Now there's an odd one -- no, I have never seen that. But there's lots of oddities about in the past few weeks.
I've been noticing google indexing pages that don't exist a lot recently.
This is all part of their effort to inflate their index size to aid in the "mine's bigger" contest they're engaged in with yahoo. (also known as being a publically traded company and caring more about stock price than quality of results)
I also have google showing pages in the index that have never existed, as well as a slew of pages that have been removed and 301'd for 6-12 months.
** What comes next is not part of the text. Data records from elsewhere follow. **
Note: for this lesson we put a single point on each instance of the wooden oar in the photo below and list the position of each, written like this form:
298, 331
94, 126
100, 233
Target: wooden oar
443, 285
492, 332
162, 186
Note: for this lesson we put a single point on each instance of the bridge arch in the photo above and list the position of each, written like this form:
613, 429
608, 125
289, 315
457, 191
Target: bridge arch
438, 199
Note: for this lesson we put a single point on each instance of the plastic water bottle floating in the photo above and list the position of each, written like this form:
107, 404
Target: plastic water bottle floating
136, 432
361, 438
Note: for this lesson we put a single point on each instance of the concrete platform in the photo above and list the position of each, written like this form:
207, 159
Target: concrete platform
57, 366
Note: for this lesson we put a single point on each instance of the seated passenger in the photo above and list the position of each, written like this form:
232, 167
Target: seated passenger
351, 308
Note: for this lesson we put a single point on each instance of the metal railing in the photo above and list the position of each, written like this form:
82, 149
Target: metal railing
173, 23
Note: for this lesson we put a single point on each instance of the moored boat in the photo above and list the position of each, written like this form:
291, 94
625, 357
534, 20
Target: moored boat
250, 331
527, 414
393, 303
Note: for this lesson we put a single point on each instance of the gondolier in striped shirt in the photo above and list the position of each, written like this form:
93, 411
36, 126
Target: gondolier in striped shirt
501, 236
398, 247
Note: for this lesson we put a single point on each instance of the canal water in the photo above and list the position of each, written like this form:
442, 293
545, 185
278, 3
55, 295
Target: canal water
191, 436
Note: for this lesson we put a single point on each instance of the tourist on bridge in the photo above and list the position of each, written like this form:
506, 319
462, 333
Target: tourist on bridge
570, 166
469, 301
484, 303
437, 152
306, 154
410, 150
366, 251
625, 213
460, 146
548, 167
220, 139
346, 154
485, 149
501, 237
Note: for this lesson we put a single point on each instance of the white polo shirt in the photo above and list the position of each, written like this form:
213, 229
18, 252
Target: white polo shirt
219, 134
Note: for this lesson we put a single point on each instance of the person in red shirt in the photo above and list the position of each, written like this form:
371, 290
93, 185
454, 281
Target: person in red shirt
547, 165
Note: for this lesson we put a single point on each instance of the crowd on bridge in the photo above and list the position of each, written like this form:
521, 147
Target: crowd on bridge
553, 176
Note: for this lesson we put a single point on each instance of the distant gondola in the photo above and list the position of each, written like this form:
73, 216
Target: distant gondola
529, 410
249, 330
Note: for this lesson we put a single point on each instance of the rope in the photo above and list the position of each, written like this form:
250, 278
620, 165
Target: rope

Anyone have any idea why Google would be showing backlinks for index.html when I have never had an index.html - and all of the pages they show link to that are NOT, they are linking to www.mydomain.com?
wanted to repost to bump, mods didn't activate thread for a couple days.
What does your server respond when someone requests index.html? I can see how any spider might be programmed to guess at the most common index page name, so how the server responds would be key. For example, I've seen "custom 404" pages that were actually set to serve a 200 header.
Google shows this behaviour for years - "index.html" is merged with "/".
no custom 404, just a plain old 404
Server Response: [mysite.com...]
HTTP Status Code: HTTP/1.1 404 Not Found
Date: Wed, 05 Oct 2005 18:39:31 GMT
Server: Apache/2.0.46 (Red Hat)
I use index.shtml and always have - site is 4+ years old
For the past year google has index www and non www versions of almost every page, they show about twice as many pages indexed as I actually have.
don't you think it's a bit strange that they take the liberty of merging index.html with / but they can't figure out that www and non www pages that are indentical should be merged?
If my employees did something this stupid, I would fire them!
Indeed sometime Google's behaviour is strange. However, I've also seen several cases were they merged www and non-www pages.
I've noticed a strange G cache lately for my site as well. Site is over 2 years old, and recently after multiple 302 redirect hijacking, I have noticed that G is showing a cache of:
Now my main index page is not showing in the index of course, and there is no G cache. Should be in there:
Anyone ever seen this kind of activity? Suggestions?
Suggest ... use MSN instead and tell your friends to do same